Movie-A-Day #322: Fantasia (1940).
Mickey Mouse made his debut in Walt Disney’s animated short “Steamboat Willie” on this day in 1928. Sure he’s become ubiquitous since then, and has been the inspiration for the gradual oppressive intensifying of international copyright laws in recent years. But his iconic appearance as the Sorcerer’s Apprentice in the original “Fantasia” is still a lot of fun.
Movie-A-Day #321: National Lampoon’s Animal House (1978).
Delta Phi, the nation’s oldest continuously operating college fraternity, was founded at Union College in New York on this day in 1827. While they weren’t the inspiration for “National Lampoon’s Animal House” – that honor goes to Dartmouth’s chapter of Alpha Delta Phi – it’s still a good excuse throw on a toga, kick your heels up and shout.
Movie-A-Day #320: Oklahoma! (1955).
Oklahoma – where the wind comes sweepin’ down the plain – earned its statehood on this day in 1907. Go Sooners!

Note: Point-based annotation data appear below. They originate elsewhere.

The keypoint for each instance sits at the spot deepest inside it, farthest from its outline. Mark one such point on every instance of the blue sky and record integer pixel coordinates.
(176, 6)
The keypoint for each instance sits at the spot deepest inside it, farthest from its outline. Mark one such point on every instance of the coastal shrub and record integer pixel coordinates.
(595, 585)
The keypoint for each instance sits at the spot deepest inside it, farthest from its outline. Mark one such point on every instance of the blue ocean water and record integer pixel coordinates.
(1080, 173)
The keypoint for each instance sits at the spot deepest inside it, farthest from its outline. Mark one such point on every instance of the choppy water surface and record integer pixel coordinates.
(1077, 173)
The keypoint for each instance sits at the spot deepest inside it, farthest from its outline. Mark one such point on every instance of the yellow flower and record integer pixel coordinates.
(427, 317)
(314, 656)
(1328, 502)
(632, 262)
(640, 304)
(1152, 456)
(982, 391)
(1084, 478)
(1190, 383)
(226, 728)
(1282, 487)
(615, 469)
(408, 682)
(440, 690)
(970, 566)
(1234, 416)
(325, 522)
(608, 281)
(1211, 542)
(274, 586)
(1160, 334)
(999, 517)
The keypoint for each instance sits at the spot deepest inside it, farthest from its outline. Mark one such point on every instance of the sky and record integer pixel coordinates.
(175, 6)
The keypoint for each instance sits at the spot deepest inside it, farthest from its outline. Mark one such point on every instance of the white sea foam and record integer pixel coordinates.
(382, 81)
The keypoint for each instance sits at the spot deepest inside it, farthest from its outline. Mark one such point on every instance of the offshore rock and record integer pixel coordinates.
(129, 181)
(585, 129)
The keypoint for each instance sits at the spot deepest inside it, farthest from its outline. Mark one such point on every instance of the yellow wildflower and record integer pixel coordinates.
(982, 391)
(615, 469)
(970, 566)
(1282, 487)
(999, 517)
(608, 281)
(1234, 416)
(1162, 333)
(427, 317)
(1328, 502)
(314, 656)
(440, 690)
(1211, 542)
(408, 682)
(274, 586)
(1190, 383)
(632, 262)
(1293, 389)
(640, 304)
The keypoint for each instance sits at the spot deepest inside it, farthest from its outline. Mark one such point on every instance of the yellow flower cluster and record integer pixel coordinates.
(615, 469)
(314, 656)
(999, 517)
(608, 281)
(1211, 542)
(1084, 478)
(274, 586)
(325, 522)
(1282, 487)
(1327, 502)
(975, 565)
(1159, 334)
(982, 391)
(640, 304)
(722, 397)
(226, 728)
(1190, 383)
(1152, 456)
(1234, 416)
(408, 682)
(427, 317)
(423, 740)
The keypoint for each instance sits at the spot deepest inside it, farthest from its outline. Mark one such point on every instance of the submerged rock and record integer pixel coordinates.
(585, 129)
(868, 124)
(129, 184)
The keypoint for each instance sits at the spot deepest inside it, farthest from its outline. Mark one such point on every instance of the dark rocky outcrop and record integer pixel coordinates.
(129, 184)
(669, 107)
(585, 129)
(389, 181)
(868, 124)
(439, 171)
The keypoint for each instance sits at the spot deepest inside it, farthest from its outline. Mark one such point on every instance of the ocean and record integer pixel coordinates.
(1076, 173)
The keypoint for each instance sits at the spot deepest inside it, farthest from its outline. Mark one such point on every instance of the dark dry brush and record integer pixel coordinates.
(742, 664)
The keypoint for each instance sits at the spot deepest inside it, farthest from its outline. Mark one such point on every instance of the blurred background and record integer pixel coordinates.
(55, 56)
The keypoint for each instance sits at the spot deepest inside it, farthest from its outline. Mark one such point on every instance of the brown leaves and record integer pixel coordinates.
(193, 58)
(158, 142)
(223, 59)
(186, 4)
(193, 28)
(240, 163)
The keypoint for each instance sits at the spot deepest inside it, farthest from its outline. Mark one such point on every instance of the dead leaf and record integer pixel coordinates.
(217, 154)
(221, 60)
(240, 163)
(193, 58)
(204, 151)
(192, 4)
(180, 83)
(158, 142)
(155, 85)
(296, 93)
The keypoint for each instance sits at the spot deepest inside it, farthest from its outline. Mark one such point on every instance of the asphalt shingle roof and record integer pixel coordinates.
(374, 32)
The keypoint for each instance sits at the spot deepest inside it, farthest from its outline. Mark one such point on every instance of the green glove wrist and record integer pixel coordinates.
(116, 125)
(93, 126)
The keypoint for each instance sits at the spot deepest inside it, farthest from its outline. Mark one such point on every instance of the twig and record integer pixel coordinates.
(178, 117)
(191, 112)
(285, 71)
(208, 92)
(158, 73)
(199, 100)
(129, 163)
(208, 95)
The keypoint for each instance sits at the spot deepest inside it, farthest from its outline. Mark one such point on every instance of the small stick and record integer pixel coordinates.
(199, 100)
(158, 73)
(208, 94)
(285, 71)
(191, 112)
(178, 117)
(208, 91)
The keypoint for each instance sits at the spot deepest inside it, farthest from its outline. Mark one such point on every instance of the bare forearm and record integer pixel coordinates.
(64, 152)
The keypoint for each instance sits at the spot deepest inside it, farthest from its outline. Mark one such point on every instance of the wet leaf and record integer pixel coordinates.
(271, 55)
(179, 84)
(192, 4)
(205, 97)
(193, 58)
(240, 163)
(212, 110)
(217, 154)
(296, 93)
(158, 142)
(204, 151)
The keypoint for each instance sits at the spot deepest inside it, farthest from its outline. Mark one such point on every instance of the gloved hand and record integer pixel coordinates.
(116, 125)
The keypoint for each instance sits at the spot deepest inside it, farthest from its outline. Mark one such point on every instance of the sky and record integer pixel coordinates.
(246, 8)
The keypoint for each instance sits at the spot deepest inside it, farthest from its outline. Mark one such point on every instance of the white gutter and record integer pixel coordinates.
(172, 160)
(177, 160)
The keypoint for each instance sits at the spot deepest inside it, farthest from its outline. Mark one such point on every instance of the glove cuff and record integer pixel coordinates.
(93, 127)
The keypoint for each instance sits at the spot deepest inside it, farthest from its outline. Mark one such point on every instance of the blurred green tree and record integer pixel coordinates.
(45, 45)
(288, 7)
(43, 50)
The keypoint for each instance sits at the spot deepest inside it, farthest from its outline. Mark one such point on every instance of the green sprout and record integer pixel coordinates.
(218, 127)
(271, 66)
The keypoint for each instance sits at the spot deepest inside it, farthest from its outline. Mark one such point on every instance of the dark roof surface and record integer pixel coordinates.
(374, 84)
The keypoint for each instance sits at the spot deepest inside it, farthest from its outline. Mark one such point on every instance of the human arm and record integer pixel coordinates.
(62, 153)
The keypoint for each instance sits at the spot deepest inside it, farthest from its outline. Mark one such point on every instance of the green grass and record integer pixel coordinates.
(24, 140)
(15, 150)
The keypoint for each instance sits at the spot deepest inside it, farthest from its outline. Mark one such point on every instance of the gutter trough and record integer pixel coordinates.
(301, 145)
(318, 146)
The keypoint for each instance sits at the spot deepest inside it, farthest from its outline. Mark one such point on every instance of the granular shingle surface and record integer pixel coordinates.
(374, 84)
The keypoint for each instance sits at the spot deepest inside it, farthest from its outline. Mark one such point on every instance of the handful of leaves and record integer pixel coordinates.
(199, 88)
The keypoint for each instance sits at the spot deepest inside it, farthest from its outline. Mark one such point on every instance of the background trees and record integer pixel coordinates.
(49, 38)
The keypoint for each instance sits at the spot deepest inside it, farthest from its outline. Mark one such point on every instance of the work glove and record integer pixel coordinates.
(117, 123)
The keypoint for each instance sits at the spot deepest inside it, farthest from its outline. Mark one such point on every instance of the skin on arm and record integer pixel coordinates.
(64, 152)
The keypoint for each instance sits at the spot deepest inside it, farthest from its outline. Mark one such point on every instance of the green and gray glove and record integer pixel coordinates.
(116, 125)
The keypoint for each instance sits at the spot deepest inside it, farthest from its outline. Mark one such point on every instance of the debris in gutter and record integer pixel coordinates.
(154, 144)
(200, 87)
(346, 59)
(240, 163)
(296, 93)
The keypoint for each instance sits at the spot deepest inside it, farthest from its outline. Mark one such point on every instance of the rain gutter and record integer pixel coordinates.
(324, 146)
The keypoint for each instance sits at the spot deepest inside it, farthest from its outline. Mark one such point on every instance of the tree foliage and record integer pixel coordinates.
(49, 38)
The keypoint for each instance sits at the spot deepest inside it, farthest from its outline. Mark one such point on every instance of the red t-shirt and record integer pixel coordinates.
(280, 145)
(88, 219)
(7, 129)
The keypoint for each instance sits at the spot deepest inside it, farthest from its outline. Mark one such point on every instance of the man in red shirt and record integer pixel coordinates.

Movie-A-Day #319: In Cold Blood (1967).
On this date in 1959, four members of the Clutter family were brutally murdered during a home invasion on their farm in Holcomb, Kansas. Truman Capote’s book about the case, “In Cold Blood” – begun with the research help of his friend Harper Lee while the killers were still at large – was a runaway bestseller and a pioneer in the true crime genre. Richard Brooks’ film adaptation, starring Robert Blake and Scott Wilson, doesn’t match the scope of the book, but is low-key and chilling nonetheless.
Movie-A-Day #318: Around the World in Eighty Days (1956).
On this date in 1889, pioneering woman journalist Nellie Bly of the New York World newspaper (sort of the plucky Mary Tyler Moore of her time) began her journey to find out if the time frame in Jules Verne’s popular novel “Around the World in 80 Days” was possible. Armed with only the clothes on her back, a small travel bag and a modest stash of money, she set out over the Atlantic, then across Asia, the Pacific Ocean and the western United States using only steamships and railroads. Along the way, she stopped to interview Verne, visited a leper colony and even bought a monkey. She made most of the journey unchaperoned (highly rare for the times) and made her return to New York on January 25, 1890 – just 72 days later.